Here’s the latest on TrumpCare:
Pre-existing Conditions. Matt Fiedler of the Brookings Institution notes that the MacArthur Amendment does more damage than it seems. At first glance, it eliminates community rating—the requirement that everyone pays the same premium even if they have a pre-existing condition—only for a limited time and only for people who have failed to maintain continuous coverage. But it’s worse than that:
Implementing a waiver like the one permitted by the MacArthur amendment would have the effect of completely unraveling community rating. Under the waiver, insurers would set two premium schedules: (1) a community-rated premium schedule for people who demonstrate continuous coverage; and (2) a medically underwritten premium schedule for people who do not demonstrate continuous coverage.
Healthy people would always prefer to pay an underwritten premium since it would allow them to avoid being pooled together with sicker people who have higher health care costs. Indeed, a healthy person opting into the underwritten pool could realize savings of hundreds or thousands of dollars per year.

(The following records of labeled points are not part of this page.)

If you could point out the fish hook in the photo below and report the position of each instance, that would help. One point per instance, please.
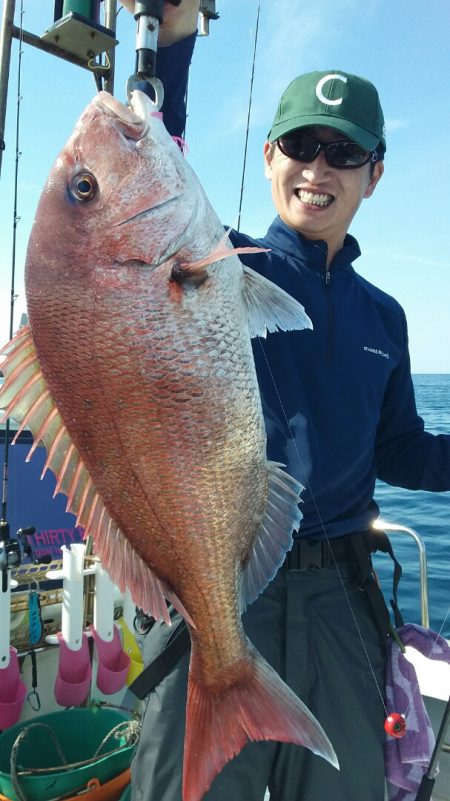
(138, 81)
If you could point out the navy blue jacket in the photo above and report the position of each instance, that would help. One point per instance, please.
(338, 401)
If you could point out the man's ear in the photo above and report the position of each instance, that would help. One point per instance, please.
(268, 156)
(377, 173)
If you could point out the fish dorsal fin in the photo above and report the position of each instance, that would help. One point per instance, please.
(274, 540)
(26, 398)
(271, 308)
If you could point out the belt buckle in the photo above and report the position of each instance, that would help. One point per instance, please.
(311, 554)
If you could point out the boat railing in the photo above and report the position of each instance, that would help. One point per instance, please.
(396, 528)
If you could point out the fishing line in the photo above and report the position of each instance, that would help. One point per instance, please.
(247, 130)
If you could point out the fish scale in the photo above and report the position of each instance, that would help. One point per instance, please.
(141, 317)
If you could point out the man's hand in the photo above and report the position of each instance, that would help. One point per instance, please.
(179, 21)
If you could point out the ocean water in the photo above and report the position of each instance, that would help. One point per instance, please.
(428, 513)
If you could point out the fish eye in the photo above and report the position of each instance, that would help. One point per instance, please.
(83, 186)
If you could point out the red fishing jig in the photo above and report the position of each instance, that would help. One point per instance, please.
(395, 725)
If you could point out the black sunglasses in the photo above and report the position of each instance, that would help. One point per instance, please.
(343, 155)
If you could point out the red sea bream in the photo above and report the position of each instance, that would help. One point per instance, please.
(137, 375)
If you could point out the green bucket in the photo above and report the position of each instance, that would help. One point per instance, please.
(60, 752)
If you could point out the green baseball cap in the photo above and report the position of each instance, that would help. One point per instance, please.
(336, 99)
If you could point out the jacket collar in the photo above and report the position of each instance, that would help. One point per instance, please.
(312, 253)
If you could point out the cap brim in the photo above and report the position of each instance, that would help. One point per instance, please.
(359, 135)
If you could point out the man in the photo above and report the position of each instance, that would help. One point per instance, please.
(340, 412)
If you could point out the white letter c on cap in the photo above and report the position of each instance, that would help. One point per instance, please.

Basically, there would be a price for healthy people and a price for sicker people. If you have a pre-existing condition, you’ll end up paying the higher price, and it might be very high indeed.
High-Risk Pools. TrumpCare imagines that people with pre-existing conditions could be segregated into high-risk pools run by the states. However, Emily Gee of CAP estimates that its funding for this is wildly inadequate:
Records from the Pre-Existing Condition Insurance Plan, the program that provided coverage to high-cost enrollees until the exchanges became available, show that average annual claims costs were $32,108 in 2012….For subsidies to cover 68 percent of enrollees’ premium costs, as ACA tax credits do now in the individual market exchanges, the government would have to put up $32.7 billion annually.
….The $13 billion per year that the AHCA provides for possible risk pool funding would leave a $20 billion shortfall annually. That gap is too big to be filled in by states, which would already be responsible for contributing to the stability fund.
Employer Plans. Obamacare eliminates annual and lifetime caps on coverage, even for employer plans. TrumpCare allows states to opt out of that:
— Topher Spiro (@TopherSpiro) May 1, 2017
Bottom line: As bad as TrumpCare was originally, and as much as you thought the MacArthur Amendment made it worse, it’s even worse than that. Hard to believe, isn’t it?